Johannes Treutlein comments on An observation about Hubinger et al.’s framework for learned optimization

Johannes Treutlein 2 Aug 2022 3:47 UTC
LW: 1 AF: 1
AF
Your post seems to be focused more on pointing out a missing piece in the literature rather than asking for a solution to the specific problem (which I believe is a valuable contribution). Regardless, here is roughly how I would understand “what they mean”:
Let $X$ be the task space, $O$ the output space, $S = O^{X}$ the model space, $f : S \to R$ our base objective, and $g_{x} : Σ \to R$ the mesa objective of the model for input $x \in X$ . Assume that there exists some map $φ : Σ \to O$ mapping internal objects to outputs by the model, such that $m (x) = φ ({a r g m a x}_{σ \in Σ} g_{x} (σ))$ .
Given this setup, how can we reconcile $f$ and $g$ ? Assume some distribution $ν$ over the task space is given. Moreover, assume there exists a function $u^{*} : X \to R^{O}$ mapping tasks to utility functions over outputs, such that $f (m) = E_{x \sim ν} [u^{*} (x) (m (x))]$ . Then we could define a mesa objective as $u_{m} : X \to R^{O}$ where $u_{m} (x) (o) := {max}_{σ \in φ^{- 1} ({o})} g_{x} (σ)$ if $φ^{- 1} ({o}) \neq \emptyset$ and otherwise we define $u_{m} (x) (o)$ as some very small number or $- \infty$ (and replace $R$ by $R \cup {- \infty}$ above). We can then compare $u_{m}$ and $u^{*}$ directly via some distance on the spaces $X$ and $O$ .
Why would such a function $u^{*}$ exist? In stochastic gradient descent, for instance, we are in fact evaluating models based on the outputs they produce on tasks distributed according to some distribution $ν$ . Moreover, such a function should probably exist given some regularity conditions imposed on an arbitrary objective $f$ (inspired by the axioms of expected utility theory).

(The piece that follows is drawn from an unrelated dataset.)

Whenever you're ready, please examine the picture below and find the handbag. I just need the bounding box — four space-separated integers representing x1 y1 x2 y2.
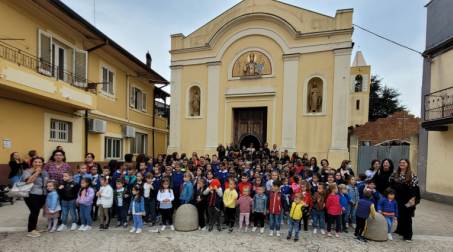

Why would a function $φ$ exist? Some function connecting outputs to the internal search space has to exist because the model is producing outputs. In practice, the model might not optimize $g_{x}$ perfectly and thus might not always choose the argmax (potentially leading to suboptimality alignment), but this could probably still be accounted for somehow in this model. Moreover, $φ$ could theoretically differ between different inputs, but again one could probably change definitions in some way to make things work.
If $m$ is a mesa-optimizer, then there should probably be some way to make sense of the mathematical objects describing mesa objective, search space, and model outputs as described above. Of course, how to do this exactly, especially for more general mesa-optimizers that only optimize objectives approximately, etc., still needs to be worked out more.
- Johannes Treutlein 2 Aug 2022 20:53 UTC
  LW: 1 AF: 1
  AF Parent
  These issues of preferences over objects of different types (internal states, policies, actions, etc.) and how to translate between them are also discussed in the post Agents Over Cartesian World Models.